Crossing Borders: Musical Change & Exchange through Time

Publications of the ICTM Study Group on Music Archaeology, Vol. 2

A Singing Bone from the Convent Quarter of Medieval Turku, Finland: Swedish or German Import, Baltic Influence or Variation on a Finnish Theme?

Annemies Tamboer / Riitta Rainio

In this paper we investigate and interpret a sheep metatarsal excavated in the medieval Convent Quarter of Turku, Finland, dated from between the 13th to the 16th centuries CE. Three finger holes suggest that the pipe was a wind instrument, but it lacks parts such as a window and a lip or a sharp rim that would produce sound when blown.
A reed was probably inserted in the man-made hole in the proximal end of the bone. As a reedpipe, the Turku find is similar to the
läveri, or (if a horn bell was attached) to a lävikkö, both folk reed instruments from Finland for which records do not go back further than the 19th and 20th centuries. A second sheep metatarsal from Åland, Finland, with two finger holes, dating from the 11th century, may also be interpreted as a reedpipe. These two finds give evidence that reedpipes or hornpipes were played as early as the 11th century, and later in the 13th to the 16th centuries in this area of modern Finland.

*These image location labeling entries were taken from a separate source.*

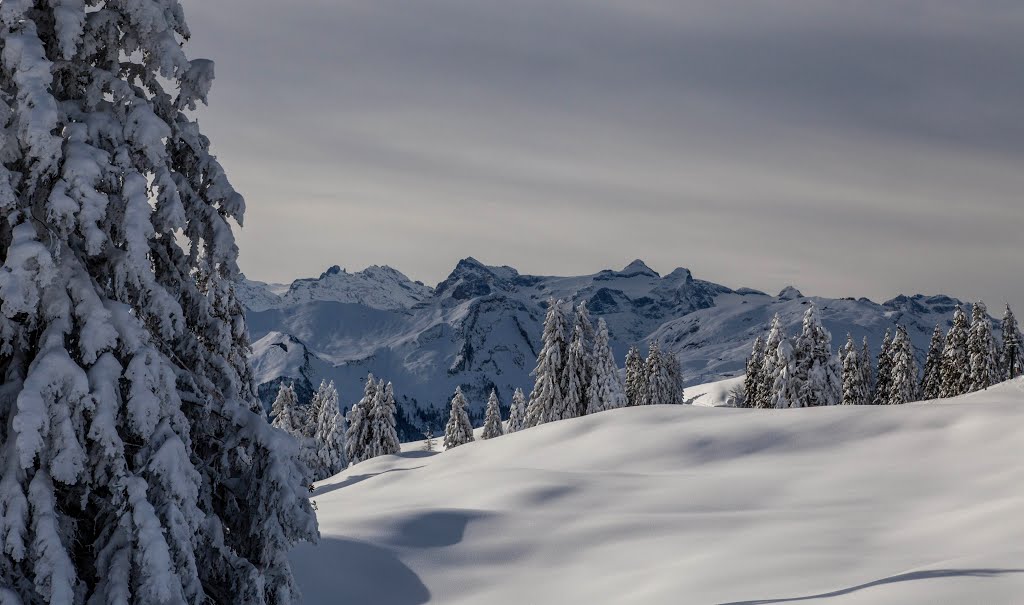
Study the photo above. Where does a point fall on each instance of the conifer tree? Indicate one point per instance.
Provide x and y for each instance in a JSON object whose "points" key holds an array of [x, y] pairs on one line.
{"points": [[137, 464], [660, 387], [587, 338], [383, 436], [606, 391], [493, 419], [854, 391], [770, 370], [636, 378], [1013, 360], [285, 409], [329, 436], [903, 381], [784, 391], [547, 397], [883, 383], [459, 430], [816, 375], [955, 363], [931, 383], [981, 350], [867, 369], [517, 413], [357, 434], [755, 364], [573, 375]]}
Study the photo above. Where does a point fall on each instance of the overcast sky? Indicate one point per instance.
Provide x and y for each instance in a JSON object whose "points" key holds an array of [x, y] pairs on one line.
{"points": [[851, 147]]}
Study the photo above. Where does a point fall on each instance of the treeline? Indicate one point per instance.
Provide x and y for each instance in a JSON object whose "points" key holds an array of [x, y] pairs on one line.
{"points": [[802, 372]]}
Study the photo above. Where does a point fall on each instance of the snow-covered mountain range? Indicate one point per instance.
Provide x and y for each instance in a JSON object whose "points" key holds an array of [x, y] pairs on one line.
{"points": [[480, 328]]}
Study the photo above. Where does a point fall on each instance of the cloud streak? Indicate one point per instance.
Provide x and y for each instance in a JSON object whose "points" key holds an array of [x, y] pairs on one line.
{"points": [[850, 147]]}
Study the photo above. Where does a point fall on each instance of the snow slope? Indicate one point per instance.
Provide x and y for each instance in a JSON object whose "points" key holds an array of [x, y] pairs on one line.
{"points": [[911, 505], [479, 329]]}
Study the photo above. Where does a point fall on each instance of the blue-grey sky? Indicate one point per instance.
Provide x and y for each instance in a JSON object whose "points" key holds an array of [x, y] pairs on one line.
{"points": [[852, 147]]}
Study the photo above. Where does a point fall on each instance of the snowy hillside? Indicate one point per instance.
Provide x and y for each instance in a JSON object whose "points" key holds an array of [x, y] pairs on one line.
{"points": [[915, 505], [480, 328]]}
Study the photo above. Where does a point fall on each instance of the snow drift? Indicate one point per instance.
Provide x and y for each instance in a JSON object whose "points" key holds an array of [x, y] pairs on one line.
{"points": [[918, 504]]}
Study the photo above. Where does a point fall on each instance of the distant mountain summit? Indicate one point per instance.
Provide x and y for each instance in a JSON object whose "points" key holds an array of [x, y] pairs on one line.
{"points": [[480, 328]]}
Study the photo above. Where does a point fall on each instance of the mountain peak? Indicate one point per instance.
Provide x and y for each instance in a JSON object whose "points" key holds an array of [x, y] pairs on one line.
{"points": [[638, 267]]}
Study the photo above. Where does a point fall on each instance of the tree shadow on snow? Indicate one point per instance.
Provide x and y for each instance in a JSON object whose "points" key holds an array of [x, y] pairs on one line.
{"points": [[353, 479], [913, 575], [340, 570], [434, 529]]}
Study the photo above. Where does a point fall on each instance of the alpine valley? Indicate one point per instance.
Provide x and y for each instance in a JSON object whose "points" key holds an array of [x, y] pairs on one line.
{"points": [[480, 329]]}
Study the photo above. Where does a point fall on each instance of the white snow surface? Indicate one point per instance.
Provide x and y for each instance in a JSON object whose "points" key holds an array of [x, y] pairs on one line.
{"points": [[909, 505]]}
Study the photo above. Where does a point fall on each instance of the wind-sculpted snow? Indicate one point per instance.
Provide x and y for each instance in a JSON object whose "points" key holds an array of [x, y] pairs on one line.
{"points": [[908, 505], [480, 328]]}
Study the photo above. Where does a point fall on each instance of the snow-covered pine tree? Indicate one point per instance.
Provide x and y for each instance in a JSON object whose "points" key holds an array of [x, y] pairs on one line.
{"points": [[660, 387], [547, 396], [867, 370], [981, 350], [770, 370], [854, 392], [493, 419], [817, 376], [586, 326], [357, 434], [883, 381], [606, 391], [1013, 360], [636, 378], [383, 436], [573, 375], [752, 381], [329, 436], [285, 409], [903, 378], [136, 462], [784, 391], [955, 363], [517, 413], [931, 383], [459, 430]]}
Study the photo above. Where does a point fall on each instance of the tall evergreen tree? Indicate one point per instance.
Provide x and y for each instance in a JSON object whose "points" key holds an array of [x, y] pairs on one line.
{"points": [[137, 464], [981, 350], [903, 378], [517, 413], [573, 375], [854, 390], [383, 436], [1013, 359], [459, 430], [931, 383], [548, 395], [883, 382], [770, 370], [606, 391], [660, 387], [867, 369], [493, 419], [955, 363], [636, 378], [587, 338], [357, 434], [285, 409], [755, 364], [816, 374], [329, 436]]}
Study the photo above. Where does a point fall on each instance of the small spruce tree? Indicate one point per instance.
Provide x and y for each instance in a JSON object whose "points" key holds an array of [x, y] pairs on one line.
{"points": [[931, 383], [493, 419], [459, 430]]}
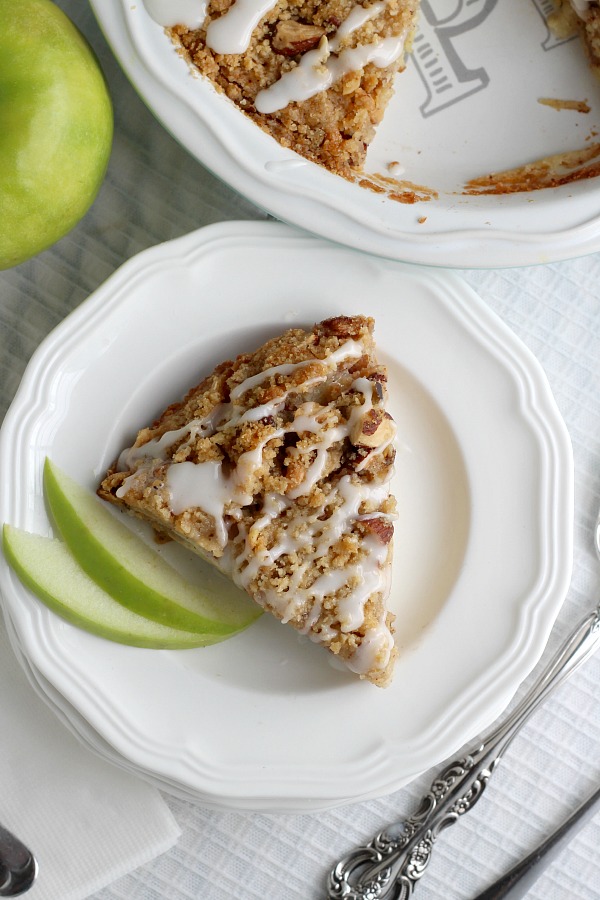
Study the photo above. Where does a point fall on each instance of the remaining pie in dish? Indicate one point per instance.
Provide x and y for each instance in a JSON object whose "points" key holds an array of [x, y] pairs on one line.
{"points": [[317, 76], [276, 468]]}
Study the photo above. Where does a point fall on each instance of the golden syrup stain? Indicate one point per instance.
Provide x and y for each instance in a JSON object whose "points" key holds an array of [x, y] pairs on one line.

The Finnish folk reed instruments läveri and lävikkö, however, were traditionally made of wood, not of bone. Was the bone reedpipe an import from abroad, an instrument crossing borders (Turku in medieval times had many inhabitants from Germany and Sweden, and had frequent
contacts with Baltic regions), or was the use of bone for the Turku reedpipe a variation on medieval Finnish instruments made of wood?
Similar archaeological instruments from Germany, Sweden and the Baltic are not known, so an interpretation as a medieval bone version of Finnish folk reedpipes is tempting, but, as sources are sparse, not conclusive.